Cometabolic vinyl chloride degradation at acidic pH catalyzed by acidophilic methanotrophs isolated from peat bogs in Korea

Abstract

Vinyl chloride (VC) is a carcinogenic chlorinated hydrocarbon often found in soils and groundwater. Reductive dechlorination using Dehalococcoides consortium has been the standard industry protocol for remediation of the sites contaminated with chlorinated ethenes

however, reductive dehalogenation, in general, is known to be less active at acidic pH and especially, reduction of VC at pH<6.0 has not yet been reported.

In this study, the feasibility of utilizing cometabolic degradation of acidophilic methanotroph for removing VC from moderately acidic environments (pH~5.5) was examined. A gammaproteobacterial methanotroph, Methylomonas sp. JS1, was isolated from Sohwangbyungsan peatbog and an alphaproteobacterial methanotroph, Methylocystis sp. MJC1 from Moojechi peatbog. These two strains were examined for their capability to cometabolically degrade $50 \mu M$ VC in presence of 6% $CH_4$ in the headspace. The experiments were performed in presence or absence of copper, as the presence of both mmoX and pmoA genes was confirmed in the genomes of both methanotrophs. The strain MJC1 was capable of oxidizing VC both in presence (pMMO-expressing condition) and absence (sMMO-expressing condition) of copper at the initial pH of 5.0. The strain MJC1 also exhibited limited VC degradation at pH 5.0

however, the cells were apparently incapable of withstanding the pH drop associated with VC co-oxidation. Nevertheless, strain MJC1 was capable of complete degradation of VC when the initial pH was raised to 5.5. The model neutrophilic methanotroph Methylosinus trichosporium strain OB3b was also capable of growth and VC degradation at pH 5.0 both in presence and absence of copper, albeit lack of exponential growth. pMMO-mediated VC degradation was more rapid in strain JS1 and strain OB3b cultures, where CH4 oxidation rates at the pMMO-expressing condition were higher than at the sMMO-expressing condition, while strain MJC1 oxidized both $CH_4$ and VC faster at the sMMO-expressing condition.

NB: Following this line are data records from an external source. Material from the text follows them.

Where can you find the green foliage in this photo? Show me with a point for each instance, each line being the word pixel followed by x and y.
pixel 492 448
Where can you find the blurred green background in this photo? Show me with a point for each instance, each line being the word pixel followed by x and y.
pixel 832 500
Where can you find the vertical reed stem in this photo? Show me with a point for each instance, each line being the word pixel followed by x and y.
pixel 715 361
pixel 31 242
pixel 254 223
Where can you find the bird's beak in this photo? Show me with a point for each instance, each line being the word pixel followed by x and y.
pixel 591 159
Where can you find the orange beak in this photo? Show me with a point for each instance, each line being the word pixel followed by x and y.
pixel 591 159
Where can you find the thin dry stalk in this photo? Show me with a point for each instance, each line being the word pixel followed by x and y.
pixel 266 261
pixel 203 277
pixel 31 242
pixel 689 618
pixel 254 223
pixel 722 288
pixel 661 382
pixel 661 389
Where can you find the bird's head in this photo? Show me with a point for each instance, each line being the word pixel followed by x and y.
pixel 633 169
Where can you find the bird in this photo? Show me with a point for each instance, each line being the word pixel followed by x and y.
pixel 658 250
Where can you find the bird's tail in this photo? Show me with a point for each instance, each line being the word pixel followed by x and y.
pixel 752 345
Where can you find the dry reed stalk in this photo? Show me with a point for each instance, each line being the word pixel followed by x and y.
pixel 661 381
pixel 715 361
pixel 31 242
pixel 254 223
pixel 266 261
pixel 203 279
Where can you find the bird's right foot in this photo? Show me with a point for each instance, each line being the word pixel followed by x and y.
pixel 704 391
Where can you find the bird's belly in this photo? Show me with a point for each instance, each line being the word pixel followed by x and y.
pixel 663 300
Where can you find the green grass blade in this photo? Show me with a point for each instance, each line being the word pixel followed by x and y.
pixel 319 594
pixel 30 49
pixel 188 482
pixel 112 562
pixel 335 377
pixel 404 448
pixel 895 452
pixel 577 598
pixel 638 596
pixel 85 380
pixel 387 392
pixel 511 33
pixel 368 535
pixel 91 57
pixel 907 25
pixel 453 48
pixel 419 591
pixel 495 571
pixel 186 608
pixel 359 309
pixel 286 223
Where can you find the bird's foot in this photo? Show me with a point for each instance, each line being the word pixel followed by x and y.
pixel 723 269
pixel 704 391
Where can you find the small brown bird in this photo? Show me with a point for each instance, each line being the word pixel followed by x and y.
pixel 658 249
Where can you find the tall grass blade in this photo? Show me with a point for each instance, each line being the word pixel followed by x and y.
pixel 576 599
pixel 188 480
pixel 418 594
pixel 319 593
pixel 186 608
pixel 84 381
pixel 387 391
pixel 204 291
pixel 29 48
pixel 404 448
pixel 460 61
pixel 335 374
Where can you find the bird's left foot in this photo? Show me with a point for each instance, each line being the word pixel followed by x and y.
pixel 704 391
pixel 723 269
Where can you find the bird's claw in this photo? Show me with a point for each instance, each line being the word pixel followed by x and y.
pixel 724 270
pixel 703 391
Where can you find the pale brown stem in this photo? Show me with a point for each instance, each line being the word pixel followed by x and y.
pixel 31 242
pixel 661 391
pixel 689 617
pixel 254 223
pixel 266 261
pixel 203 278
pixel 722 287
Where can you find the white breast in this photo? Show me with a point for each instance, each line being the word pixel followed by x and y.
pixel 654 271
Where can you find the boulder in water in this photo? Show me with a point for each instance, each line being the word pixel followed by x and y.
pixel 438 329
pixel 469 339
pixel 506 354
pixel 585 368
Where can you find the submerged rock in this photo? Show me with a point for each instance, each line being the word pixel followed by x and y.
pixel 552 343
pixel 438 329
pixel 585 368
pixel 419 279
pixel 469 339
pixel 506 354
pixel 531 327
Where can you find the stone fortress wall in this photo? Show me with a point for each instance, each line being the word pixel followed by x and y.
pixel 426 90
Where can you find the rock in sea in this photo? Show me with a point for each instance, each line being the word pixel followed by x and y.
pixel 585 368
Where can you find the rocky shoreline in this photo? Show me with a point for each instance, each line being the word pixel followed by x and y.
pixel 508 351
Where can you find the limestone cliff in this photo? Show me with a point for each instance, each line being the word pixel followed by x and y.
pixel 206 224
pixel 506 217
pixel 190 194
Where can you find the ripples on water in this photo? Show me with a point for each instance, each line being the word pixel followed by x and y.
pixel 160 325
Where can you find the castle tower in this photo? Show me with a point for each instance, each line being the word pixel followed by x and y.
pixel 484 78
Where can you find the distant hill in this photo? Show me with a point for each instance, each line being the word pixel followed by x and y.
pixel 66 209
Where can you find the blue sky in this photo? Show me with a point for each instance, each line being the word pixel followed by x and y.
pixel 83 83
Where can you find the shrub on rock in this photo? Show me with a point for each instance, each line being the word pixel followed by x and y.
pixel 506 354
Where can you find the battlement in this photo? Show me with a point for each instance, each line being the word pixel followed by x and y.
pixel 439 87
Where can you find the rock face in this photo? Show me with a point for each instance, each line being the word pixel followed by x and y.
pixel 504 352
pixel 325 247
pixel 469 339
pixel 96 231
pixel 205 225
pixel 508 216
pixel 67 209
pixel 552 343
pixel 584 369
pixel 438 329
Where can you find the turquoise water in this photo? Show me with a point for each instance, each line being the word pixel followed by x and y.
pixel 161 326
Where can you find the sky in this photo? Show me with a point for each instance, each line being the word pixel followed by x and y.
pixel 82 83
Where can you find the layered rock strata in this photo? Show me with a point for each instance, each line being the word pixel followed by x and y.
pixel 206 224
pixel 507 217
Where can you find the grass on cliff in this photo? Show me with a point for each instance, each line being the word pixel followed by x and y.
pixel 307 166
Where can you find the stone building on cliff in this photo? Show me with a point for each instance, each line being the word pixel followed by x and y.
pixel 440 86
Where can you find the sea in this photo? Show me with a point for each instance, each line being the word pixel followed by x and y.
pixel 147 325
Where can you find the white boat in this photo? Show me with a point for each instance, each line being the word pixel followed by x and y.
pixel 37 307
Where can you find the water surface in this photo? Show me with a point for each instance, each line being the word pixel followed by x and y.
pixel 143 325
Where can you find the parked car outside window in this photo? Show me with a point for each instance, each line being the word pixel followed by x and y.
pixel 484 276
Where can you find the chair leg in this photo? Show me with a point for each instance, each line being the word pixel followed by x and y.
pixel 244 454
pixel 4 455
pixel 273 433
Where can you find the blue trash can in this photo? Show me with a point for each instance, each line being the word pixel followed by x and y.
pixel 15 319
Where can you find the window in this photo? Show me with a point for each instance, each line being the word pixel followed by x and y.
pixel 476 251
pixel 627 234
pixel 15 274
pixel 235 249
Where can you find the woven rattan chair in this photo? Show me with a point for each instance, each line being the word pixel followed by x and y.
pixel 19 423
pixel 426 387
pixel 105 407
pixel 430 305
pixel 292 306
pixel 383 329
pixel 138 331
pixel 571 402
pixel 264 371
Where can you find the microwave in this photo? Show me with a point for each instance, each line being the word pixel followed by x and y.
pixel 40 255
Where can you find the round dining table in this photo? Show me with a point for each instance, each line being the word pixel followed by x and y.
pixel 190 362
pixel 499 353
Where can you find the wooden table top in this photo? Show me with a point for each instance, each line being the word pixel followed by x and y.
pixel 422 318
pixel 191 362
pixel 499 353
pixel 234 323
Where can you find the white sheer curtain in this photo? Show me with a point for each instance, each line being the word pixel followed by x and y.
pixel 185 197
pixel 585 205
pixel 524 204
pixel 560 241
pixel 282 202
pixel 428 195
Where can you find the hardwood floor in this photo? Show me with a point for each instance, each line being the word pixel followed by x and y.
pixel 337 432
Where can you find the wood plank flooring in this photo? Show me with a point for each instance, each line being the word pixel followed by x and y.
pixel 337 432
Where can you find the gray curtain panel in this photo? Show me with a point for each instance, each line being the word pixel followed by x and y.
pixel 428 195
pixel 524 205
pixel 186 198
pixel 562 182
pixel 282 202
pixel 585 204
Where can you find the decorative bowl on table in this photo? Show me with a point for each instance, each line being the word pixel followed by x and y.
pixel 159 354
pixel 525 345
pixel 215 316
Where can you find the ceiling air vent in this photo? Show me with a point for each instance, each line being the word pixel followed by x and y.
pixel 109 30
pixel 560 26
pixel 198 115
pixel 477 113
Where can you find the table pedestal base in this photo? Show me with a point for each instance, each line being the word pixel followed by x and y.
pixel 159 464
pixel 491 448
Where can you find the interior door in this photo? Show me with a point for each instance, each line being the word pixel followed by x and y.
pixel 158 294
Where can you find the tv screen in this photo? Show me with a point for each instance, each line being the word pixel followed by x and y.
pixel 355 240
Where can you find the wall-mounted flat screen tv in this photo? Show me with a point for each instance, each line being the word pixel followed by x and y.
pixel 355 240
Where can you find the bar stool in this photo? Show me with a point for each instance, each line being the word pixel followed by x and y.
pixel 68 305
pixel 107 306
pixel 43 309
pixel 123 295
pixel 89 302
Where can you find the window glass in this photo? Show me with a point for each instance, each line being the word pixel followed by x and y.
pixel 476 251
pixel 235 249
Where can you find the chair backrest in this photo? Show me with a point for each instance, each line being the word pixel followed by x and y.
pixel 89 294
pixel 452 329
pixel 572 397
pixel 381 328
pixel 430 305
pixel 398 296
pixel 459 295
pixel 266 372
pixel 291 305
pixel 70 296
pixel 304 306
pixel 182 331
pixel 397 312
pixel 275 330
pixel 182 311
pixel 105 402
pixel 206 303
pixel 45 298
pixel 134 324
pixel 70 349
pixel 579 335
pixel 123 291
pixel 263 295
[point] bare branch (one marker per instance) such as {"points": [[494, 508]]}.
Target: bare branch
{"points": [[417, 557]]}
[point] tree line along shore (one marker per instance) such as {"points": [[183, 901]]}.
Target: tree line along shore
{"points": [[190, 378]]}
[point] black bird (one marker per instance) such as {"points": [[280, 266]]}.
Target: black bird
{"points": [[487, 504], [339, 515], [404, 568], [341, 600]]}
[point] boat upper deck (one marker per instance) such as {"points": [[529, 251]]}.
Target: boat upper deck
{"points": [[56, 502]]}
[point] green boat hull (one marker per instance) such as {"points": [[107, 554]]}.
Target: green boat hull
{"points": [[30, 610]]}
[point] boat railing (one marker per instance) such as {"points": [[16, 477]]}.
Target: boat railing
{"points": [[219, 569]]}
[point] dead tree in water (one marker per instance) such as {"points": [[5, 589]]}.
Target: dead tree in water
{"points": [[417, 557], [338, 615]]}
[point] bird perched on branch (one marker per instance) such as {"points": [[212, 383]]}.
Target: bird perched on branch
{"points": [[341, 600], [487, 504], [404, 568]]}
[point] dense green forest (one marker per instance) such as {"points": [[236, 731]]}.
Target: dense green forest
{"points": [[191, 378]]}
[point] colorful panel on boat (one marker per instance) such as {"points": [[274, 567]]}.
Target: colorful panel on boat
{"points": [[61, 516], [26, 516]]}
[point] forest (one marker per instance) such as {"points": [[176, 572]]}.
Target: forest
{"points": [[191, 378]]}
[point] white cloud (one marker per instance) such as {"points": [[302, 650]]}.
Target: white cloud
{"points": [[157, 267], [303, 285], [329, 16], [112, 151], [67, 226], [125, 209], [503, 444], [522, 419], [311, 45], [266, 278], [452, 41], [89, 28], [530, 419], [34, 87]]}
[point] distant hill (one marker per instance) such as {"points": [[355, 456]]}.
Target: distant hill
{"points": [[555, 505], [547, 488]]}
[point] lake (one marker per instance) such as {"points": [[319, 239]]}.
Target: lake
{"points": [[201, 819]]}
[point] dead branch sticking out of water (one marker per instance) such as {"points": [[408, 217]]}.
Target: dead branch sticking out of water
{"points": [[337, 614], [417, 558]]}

Bioaugmenting Sohwangbyungsan peatbog soil slurries with strain JS1, strain MJC1 and strain OB3b at pH 5.0 all resulted in acceleration of VC degradation, due mainly to the shortened lag phase as compared to the unamended slurry sample. Unanticipatedly, addition of the strain MJC1 had greater impact than strain JS1, indicative of the discrepancy between observations from simple axenic culture experiments and complex culture experiments. Another interesting observation, with potential relevance to in situ bioremediation, was the neutralizing effect of methanotroph-mediated CH4 oxidation, observed in both axenic and soil slurry experiments with all three examined strains. These observations altogether suggest the possibility of utilizing methanotrophic degradation to complement reductive dehalogenation for bioremediation of acidic soils contaminated with chlorinated ethenes.